I'd like to make it happen in f37 too, however gmmlib'd have to be bumped and it might be unnecessary hassle with f38 coming soon.

novemberist commented 1 year ago

Thanks for heads up and your work on this. I think I will stick to running the oneapi stack through an Arch container for the time being. I guess most packages that make use of oneapi, like blender, would not be recompiled with oneapi support before F38 arrives anyway. And it seems kernel 6.2 is somewhat required for a smooth experience.

eero-t commented 1 year ago

I did some benchmark runs on Blender afterwards and it seems slow with scores under 1k, but I guess that is somewhat outside of the scope of this issue. Seems great that it was all that it took to get it working and I guess Fedora users will need to wait for everything to trickle down but thank you for your work and maintaining the package for us users.

My hypothesis was wrong then.

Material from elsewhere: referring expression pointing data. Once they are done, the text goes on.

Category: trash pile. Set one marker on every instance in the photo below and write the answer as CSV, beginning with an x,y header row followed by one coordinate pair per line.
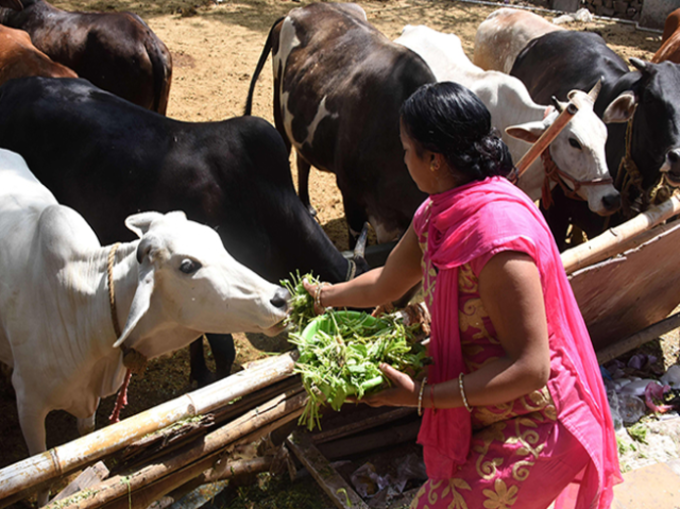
x,y
645,404
632,391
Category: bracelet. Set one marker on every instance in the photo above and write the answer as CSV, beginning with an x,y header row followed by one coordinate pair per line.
x,y
434,408
420,396
462,392
317,295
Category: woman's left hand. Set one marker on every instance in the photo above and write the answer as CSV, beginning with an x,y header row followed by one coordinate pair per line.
x,y
403,393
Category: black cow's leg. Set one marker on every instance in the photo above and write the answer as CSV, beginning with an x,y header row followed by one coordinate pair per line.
x,y
356,217
303,182
224,353
199,369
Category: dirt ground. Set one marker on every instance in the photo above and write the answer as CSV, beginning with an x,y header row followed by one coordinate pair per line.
x,y
215,47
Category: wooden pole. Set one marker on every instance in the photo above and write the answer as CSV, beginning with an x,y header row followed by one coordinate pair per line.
x,y
546,138
638,339
609,243
27,475
192,459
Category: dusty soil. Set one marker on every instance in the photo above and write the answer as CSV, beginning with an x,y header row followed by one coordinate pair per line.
x,y
215,47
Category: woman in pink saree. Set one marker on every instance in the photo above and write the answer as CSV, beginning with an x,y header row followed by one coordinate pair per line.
x,y
514,410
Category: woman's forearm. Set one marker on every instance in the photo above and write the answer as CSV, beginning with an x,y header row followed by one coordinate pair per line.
x,y
498,382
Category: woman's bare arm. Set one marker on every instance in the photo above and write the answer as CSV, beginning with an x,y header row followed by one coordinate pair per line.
x,y
510,289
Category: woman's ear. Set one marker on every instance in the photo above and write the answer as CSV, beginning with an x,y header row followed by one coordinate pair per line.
x,y
435,161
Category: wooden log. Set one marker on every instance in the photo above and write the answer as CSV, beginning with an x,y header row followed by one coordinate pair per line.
x,y
362,425
224,470
144,486
627,293
25,477
160,442
546,139
88,478
370,441
610,242
341,493
638,339
200,496
147,494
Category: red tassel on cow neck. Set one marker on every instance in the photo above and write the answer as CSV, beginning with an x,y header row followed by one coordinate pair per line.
x,y
121,399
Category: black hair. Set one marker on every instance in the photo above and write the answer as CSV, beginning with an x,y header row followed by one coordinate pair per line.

But I am leaving the issue open for now because it does still seem strange still that these SVM series of patches hasn't gotten into mainline Linux. I'm glad at least it's not essential for getting things to work but it's unclear if it is needed in any significant way for speed or etc, which may explain the above slow Blender test scores.

@simonlui Maybe you could check with intel_gpu_top tool [1] whether Blender is keeping GPU busy (freqs up and utilization near 100%), or is its performance bound by something else than GPU side work?

[1] Fedora: igt-gpu-tools package, Debian/Ubuntu: intel-gpu-tools package

simonlui commented 7 months ago

Sorry, I came across this cleaning some other issues I had lying around and I should've closed this a while back but yeah, with the updates made to Blender and the various packages with Level Zero and etc, Blender was able to get to the speeds expected in the benchmark.

Edit: I should mention that i915 SVM support isn't needed and while it would be welcomed, hasn't evidently made its way into mainline so I am hoping that gets rectified at some point.

eero-t commented 7 months ago

Edit: I should mention that i915 SVM support isn't needed and while it would be welcomed, hasn't evidently made its way into mainline so I am hoping that gets rectified at some point.